Костя задержал дыхание, сосчитал до десяти и вошел в кухню, уверенный, что сосед сейчас расскажет ему об отце.
– Здорóво! – сказал Долгих. – А я тебя сегодня видел. Ты что, к Филонову ходишь?
– А вы что, за мной следите? – возмутился Костя.
– Чудак человек. С чего мне следить-то за тобой. Я просто в доме Ленсовета сегодня был, в новом, по делам, гляжу: ты идешь. Я тебя окликнул даже, да там машина проехала, зеленая такая эмка, ты и не услыхал, бежал куда-то. На свиданку, поди.
Костя вспомнил зеленую эмку, но промолчал, пристально, с подозрением, глядя на Долгих.
– Чудак человек, – повторил сосед. – Если бы я за тобой следил, с чего бы я тебе сейчас рассказал.
– Может, вы хотели проверить, заметил я вас или нет, – все еще подозрительно буркнул Костя.
– Пинкертонов начитался, – сказал сосед. – Скажи лучше, нравится тебе у этого, у Филонова?
– Нравится.
– Ты там небось самый младший.
– Да там и нет почти никого, – сказал Костя, – днем только я и студент один из Академии.
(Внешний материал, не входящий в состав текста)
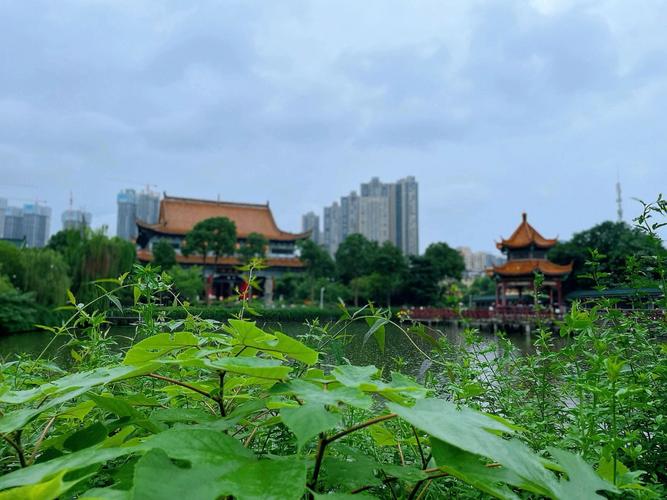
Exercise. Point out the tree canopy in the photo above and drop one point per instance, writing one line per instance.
(446, 262)
(255, 245)
(319, 263)
(164, 254)
(615, 241)
(216, 235)
(354, 257)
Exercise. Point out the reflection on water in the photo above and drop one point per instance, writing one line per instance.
(400, 352)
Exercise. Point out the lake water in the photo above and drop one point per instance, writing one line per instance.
(398, 349)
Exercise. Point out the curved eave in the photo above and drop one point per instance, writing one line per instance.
(165, 230)
(196, 260)
(528, 267)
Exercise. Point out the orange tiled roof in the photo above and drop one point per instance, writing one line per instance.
(145, 255)
(524, 236)
(179, 215)
(521, 267)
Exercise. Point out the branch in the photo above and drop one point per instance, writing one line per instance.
(221, 402)
(38, 444)
(324, 441)
(17, 446)
(183, 384)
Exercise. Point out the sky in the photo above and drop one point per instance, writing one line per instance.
(496, 107)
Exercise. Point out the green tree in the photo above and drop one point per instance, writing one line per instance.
(69, 243)
(216, 236)
(101, 257)
(11, 263)
(319, 263)
(254, 246)
(188, 282)
(164, 254)
(616, 241)
(354, 257)
(420, 286)
(46, 275)
(388, 269)
(446, 262)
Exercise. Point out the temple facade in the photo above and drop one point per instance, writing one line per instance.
(526, 252)
(179, 215)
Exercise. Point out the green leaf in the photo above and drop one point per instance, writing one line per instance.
(47, 490)
(70, 462)
(253, 367)
(156, 346)
(582, 482)
(86, 437)
(318, 394)
(479, 434)
(308, 421)
(377, 330)
(472, 470)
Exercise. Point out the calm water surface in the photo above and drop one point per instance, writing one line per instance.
(398, 351)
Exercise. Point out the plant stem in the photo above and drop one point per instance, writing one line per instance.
(324, 441)
(183, 384)
(16, 444)
(38, 444)
(221, 402)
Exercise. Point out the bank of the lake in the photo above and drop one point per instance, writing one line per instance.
(400, 352)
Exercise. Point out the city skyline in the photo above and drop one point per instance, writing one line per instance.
(382, 212)
(496, 108)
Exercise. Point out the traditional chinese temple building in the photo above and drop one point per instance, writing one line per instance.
(526, 252)
(179, 215)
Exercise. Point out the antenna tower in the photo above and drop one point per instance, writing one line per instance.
(619, 201)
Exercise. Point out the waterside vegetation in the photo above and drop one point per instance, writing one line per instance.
(214, 409)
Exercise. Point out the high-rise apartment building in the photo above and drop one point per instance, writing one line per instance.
(144, 206)
(76, 219)
(126, 221)
(332, 227)
(3, 208)
(382, 212)
(31, 223)
(148, 207)
(311, 222)
(476, 263)
(36, 224)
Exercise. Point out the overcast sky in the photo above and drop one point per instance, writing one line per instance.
(495, 107)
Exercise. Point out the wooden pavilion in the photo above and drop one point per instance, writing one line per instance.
(179, 215)
(526, 252)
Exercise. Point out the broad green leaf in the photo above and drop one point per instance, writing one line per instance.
(401, 389)
(308, 421)
(317, 394)
(377, 330)
(47, 490)
(253, 367)
(198, 446)
(248, 334)
(356, 376)
(470, 469)
(156, 477)
(106, 494)
(72, 461)
(582, 483)
(87, 380)
(86, 437)
(268, 479)
(156, 346)
(479, 434)
(350, 474)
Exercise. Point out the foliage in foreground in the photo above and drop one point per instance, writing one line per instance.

А вечером, на теорию, человек пять еще приходит, и все.
– А что за теория?
– Аналитического искусства.
Долгих помолчал, потягивая чай, спросил резко:
– Живешь-то на что?
– Родители оставили.
– И много оставили?
– На месяц-другой хватит, – дипломатично ответил Костя. – Потом работать пойду. В типографию. Учеником литографа.
– Кого-кого?
– Художника, который иллюстрации делает. Картинки в книгах.
Долгих встал из-за стола, потянулся, зевнул, сказал:
– Ладно, будь. Пойду подушку подавлю минут пятьсот, если получится.
Утром Костю остановила тетя Паша, поманила пальцем, завела в дворницкую, спросила:
– Как живешь-то? Кажный день, гляжу, ходишь, дай, думаю, спрошу. Вдруг дали свиданку, так я чего приготовлю для Натальи Николавны. Пирогов напеку. Не дали еще? А передачи-то берут?
Костя молчал, не решаясь поднять глаза.
– Не берут, значит, – решила тетя Паша. – Где сидит-то она, голубушка, на Шпалерной, поди?
– Я не знаю, – пробормотал Костя, разглядывая свои ботинки.
– Что, даже этого не скажут?
Костя молчал, она сделала шаг назад, спросила с подозрением:
– Да ты ходил ли? Узнавал ли?
– Я не знаю куда, – с усилием выговорил Костя.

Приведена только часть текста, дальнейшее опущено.